Había escuchado cómo habían acabado con los otros reemplazos, por eso él tenía que hacer algo distinto. Se decidió por la cosa tricolor que le atravesaba el pecho.

Lo sacaron de ahí tan pronto como pudieron y se alegró de salir, por fin, del sol inclemente que estaba pegando y quemando mientras él estaba con toda aquella parafernalia encima. Moría de hambre y calor.

Llegó otra vez a su habitación (la de él), en su prisión crisoelefantina (la de ellos, las Bestias) y vio el sitio perfecto junto a la ventana. Dejó una nota pidiendo que por favor consideraran a la poca familia que le quedaba, pedía que por favor le dieran el dinero porque les hacía falta. Y si los iban a matar, que por favor tuvieran piedad.

Se subió en una silla, se quitó aquel pedazo de tela tricolor, la lanzó sobre la viga, le hizo un nudo, se la puso al cuello, se persignó y solo pensó en algo: esta gente ni se imagina que para la mañana siguiente tendrían a otro habitante de esta celda de oro, llena de impostores, farsantes, falsificadores, estafadores, hipócritas, que solo obedecen a sus propios impulsos, oprimiendo la bota de su poder contra la cara de los demás, de aquella gente, todo en medio de la mayor puesta en escena que podrían haber diseñado.

Se sintió raro pensando algo tan profundo y le alegró sentir el nudo acabando con todo. Le alegró ser alguien que no sabía mucho de nada y se alegró de poder contemplar aquello que había dejado atrás y a esta gente que no tenía idea. Él podría no saber mucho de nada, pero esa gente era imbécil si de verdad no se daba cuenta, eso lo ponía a él sobre ellos.

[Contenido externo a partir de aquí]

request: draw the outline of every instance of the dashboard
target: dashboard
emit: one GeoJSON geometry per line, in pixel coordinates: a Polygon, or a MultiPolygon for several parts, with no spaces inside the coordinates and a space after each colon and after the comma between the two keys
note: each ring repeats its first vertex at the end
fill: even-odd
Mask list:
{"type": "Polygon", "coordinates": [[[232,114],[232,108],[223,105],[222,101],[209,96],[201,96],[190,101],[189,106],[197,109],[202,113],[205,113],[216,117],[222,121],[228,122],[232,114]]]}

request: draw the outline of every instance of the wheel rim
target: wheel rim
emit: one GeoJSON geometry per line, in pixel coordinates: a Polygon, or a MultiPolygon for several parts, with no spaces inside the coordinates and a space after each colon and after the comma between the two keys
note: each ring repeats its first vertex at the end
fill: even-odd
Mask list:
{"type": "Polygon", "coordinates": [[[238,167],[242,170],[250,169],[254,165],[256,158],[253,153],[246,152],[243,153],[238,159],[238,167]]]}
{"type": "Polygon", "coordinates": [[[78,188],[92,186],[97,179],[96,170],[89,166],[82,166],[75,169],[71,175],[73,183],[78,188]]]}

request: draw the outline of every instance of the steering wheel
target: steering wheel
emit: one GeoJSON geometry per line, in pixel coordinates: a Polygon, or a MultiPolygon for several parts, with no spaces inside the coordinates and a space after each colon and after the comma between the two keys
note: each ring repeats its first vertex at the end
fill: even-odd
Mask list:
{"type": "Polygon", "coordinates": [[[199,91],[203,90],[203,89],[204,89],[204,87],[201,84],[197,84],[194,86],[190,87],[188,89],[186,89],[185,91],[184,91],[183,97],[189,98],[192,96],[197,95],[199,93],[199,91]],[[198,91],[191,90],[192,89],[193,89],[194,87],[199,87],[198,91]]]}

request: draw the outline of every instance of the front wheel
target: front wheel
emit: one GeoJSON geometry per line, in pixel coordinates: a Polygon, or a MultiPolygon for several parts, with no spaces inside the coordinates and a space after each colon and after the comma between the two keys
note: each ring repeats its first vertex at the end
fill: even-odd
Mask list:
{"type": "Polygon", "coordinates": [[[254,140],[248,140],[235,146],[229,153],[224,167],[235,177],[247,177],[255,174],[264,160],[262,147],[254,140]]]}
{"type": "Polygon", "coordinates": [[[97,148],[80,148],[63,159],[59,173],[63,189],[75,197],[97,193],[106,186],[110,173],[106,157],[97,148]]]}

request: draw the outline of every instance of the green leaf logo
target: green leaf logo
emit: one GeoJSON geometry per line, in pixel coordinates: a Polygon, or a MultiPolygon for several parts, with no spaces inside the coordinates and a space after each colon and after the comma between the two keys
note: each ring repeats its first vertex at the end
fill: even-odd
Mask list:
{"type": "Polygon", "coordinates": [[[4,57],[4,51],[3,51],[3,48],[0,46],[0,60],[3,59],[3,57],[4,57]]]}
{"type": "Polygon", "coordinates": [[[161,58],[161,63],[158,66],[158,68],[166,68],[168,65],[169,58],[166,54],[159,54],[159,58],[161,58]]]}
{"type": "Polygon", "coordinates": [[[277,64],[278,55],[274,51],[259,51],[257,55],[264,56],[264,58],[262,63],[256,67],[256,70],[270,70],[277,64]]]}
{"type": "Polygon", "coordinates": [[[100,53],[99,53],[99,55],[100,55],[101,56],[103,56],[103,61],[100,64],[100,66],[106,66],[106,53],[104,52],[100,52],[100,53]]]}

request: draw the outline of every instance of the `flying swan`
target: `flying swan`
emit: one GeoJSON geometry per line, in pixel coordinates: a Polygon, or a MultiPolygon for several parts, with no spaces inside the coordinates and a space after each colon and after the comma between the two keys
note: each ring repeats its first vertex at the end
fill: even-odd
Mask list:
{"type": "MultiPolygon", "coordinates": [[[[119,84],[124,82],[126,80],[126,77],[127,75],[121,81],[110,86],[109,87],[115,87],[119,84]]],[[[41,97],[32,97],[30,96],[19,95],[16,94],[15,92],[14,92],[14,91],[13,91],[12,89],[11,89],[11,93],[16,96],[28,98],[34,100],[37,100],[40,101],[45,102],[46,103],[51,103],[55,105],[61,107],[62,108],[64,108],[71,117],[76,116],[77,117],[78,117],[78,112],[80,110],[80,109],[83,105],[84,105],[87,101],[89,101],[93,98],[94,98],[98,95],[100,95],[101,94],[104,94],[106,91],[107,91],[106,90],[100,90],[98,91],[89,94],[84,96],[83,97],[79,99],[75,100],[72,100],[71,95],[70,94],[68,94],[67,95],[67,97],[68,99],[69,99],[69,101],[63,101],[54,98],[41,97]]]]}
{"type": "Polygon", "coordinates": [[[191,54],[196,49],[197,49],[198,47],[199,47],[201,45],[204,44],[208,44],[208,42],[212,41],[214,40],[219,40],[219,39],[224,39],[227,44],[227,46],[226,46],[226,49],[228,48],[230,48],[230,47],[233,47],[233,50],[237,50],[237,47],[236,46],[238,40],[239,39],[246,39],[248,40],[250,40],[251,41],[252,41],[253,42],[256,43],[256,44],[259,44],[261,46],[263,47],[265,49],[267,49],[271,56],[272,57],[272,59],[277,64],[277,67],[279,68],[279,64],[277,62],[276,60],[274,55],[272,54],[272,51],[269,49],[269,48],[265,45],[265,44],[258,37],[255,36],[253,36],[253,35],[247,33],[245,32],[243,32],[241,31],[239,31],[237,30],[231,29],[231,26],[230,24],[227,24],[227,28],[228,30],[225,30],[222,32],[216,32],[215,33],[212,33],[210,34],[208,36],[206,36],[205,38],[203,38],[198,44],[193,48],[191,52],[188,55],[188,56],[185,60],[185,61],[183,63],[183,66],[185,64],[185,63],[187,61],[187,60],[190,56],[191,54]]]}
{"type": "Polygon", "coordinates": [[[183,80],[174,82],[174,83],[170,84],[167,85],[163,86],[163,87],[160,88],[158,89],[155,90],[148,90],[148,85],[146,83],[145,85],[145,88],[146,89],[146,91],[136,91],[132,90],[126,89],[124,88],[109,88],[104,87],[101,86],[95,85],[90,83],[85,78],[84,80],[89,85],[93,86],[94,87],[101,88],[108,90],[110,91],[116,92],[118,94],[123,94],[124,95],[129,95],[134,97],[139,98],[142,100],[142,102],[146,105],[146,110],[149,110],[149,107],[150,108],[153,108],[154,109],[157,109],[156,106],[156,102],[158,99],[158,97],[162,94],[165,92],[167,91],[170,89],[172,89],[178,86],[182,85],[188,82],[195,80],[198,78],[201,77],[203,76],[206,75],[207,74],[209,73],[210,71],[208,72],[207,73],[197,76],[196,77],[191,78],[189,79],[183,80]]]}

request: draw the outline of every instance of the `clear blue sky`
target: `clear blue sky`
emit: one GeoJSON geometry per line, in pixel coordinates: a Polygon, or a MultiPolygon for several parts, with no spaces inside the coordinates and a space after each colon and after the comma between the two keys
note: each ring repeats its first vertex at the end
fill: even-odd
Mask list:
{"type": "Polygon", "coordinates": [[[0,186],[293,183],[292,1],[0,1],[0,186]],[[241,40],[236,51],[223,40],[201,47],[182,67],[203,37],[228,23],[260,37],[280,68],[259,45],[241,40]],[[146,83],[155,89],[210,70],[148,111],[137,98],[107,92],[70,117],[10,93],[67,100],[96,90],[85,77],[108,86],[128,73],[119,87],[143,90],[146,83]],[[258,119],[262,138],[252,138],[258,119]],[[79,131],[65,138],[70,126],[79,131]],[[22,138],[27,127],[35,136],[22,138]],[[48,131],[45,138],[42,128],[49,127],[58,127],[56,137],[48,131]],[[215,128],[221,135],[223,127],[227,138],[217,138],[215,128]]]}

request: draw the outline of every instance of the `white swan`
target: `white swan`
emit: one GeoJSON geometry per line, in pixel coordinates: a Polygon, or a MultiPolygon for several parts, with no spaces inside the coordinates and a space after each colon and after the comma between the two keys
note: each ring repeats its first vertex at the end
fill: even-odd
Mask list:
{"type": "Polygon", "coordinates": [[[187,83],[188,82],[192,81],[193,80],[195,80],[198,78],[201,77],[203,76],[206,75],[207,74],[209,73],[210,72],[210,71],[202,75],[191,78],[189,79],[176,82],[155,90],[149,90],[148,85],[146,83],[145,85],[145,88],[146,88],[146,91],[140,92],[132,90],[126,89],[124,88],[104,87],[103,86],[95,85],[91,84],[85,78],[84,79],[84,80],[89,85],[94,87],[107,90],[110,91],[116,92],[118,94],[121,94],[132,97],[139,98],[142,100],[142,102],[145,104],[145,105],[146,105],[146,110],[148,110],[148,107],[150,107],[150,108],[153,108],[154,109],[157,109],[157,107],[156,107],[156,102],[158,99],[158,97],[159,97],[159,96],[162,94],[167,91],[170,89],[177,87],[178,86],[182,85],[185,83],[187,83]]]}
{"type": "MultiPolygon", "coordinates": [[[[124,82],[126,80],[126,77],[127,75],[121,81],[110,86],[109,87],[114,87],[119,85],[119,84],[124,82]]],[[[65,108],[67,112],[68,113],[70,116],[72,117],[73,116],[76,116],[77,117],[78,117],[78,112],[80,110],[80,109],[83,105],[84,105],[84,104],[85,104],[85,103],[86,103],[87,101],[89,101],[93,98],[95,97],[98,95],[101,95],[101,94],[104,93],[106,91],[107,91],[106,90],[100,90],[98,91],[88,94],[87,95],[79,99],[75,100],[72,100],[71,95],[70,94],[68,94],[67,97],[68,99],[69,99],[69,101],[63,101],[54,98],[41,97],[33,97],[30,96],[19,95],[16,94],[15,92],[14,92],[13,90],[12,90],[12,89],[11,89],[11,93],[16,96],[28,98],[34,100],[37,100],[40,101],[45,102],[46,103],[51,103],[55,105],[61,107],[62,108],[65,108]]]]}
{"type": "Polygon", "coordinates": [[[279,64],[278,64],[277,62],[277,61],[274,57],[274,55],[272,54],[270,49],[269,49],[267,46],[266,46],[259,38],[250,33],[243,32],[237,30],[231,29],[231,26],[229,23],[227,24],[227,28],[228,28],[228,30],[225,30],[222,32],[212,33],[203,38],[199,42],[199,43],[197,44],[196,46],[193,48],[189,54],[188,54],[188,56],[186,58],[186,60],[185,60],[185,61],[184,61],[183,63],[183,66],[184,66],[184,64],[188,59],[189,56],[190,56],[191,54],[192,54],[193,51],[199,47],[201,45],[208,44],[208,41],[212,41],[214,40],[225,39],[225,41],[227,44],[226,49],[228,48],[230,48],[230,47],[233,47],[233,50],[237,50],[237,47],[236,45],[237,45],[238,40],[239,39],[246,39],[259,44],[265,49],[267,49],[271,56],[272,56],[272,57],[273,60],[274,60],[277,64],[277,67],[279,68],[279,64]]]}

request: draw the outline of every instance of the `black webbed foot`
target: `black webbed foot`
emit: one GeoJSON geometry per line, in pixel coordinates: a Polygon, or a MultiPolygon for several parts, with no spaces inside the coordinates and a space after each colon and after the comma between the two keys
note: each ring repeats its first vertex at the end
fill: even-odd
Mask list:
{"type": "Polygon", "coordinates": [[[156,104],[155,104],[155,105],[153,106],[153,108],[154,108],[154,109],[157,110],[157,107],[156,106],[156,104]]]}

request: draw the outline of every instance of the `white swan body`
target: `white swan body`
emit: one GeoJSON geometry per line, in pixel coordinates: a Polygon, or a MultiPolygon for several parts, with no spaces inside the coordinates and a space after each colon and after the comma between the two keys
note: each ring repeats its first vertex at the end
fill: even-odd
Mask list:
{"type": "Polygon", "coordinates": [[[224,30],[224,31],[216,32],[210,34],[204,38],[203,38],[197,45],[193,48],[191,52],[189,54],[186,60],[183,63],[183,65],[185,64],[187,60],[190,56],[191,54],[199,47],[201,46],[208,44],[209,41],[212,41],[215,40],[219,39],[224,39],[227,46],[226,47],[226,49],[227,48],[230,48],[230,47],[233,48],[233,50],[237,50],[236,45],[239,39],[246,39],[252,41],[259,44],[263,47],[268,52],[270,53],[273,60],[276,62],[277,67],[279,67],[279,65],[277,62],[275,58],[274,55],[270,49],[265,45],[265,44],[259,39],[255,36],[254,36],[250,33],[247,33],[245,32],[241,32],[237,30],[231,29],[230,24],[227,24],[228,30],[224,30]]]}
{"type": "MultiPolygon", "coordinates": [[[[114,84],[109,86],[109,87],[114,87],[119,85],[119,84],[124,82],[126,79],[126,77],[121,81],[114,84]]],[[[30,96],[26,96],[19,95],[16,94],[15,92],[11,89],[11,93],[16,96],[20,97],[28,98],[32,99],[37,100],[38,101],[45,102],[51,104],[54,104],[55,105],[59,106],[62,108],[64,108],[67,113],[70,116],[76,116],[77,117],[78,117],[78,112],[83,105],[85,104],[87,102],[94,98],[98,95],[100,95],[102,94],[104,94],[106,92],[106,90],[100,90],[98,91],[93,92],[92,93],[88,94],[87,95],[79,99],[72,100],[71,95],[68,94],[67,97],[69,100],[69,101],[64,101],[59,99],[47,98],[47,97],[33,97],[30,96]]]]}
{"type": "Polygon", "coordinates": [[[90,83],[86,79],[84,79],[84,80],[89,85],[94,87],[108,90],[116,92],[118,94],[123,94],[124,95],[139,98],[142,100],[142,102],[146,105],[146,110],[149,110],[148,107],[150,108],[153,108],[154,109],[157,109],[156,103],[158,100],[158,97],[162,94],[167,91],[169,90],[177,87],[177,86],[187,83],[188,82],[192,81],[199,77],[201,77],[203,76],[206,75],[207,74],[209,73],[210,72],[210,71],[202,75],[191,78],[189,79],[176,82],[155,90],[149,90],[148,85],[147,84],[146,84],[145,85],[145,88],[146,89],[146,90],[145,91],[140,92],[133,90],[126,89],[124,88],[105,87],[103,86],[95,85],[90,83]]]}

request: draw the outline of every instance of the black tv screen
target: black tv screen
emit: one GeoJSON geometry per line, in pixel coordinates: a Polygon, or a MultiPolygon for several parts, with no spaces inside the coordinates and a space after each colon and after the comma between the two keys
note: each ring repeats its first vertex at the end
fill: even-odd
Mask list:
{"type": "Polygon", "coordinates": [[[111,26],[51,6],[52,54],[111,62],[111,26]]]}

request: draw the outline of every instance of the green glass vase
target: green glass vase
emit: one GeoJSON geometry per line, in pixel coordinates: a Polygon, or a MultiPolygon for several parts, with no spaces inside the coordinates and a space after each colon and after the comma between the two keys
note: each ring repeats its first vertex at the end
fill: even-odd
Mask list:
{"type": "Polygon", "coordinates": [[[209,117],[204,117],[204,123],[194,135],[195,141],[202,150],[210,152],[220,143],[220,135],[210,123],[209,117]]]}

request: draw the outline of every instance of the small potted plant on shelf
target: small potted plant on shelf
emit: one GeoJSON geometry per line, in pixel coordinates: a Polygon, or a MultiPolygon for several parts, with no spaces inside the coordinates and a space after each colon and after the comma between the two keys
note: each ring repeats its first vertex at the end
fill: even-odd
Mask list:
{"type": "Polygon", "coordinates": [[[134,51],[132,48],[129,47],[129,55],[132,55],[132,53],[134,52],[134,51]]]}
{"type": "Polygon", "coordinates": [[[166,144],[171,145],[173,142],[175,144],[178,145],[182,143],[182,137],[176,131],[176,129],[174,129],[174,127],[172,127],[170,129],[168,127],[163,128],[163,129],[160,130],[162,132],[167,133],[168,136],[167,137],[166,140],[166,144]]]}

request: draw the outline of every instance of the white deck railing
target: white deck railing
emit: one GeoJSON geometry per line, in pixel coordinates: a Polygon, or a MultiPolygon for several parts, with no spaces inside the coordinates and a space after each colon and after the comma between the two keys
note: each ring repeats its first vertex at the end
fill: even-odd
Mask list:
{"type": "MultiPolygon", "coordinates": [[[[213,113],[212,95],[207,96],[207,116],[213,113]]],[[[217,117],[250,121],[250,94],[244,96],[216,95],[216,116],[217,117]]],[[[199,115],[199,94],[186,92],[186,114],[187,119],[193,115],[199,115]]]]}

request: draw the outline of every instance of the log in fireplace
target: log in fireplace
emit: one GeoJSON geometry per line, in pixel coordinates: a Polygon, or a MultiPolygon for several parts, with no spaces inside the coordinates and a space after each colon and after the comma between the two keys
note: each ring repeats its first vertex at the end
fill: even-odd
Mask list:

Su satisfacción en ese momento fue breve, pero pronto se vio más intensificada que nunca, desde aquel lugar desde el que estaba colgando, desde el que había pateado la silla, podía ver hacia la puerta y escuchar los gritos de sus carceleros, fue entonces cuando la puerta se abrió de golpe y entraron en tropel hombres armados y uniformados de gala, escoltando a una figura amplia, abultada, morena, con el cabello negro y quemado, con un tupido bigote negro sobre sus labios, una sonrisa socarrona, era como verse a sí mismo parado en la puerta mientras su vida se extinguía. Era su digno sucesor, y tenía pinta de que este sí perduraría un tiempo, quizás no fueran a necesitar otro, este se veía satisfecho con lo que veía.

Desde aquel lugar en el que ahora veía sintió un poco de lástima acompañando a su satisfacción por la mentira y por el caos tan perfecto que impulsaban la vida de un artista como él pero fue pasajera. Estos (las Bestias) pecaban en su malignidad, regocijándose en su crápula, en su maledicencia, en su terror, en sus crímenes, aquellos pecaban todos de pendejos, de blandengues, de ciegos, pusilánimes, guevones todos, amos y siervos hechos a imagen y semejanza. Y él, desde aquel nudo, desde aquella horca, desde aquella torre de marfil, después de todo, ahora él era libre y ellos no.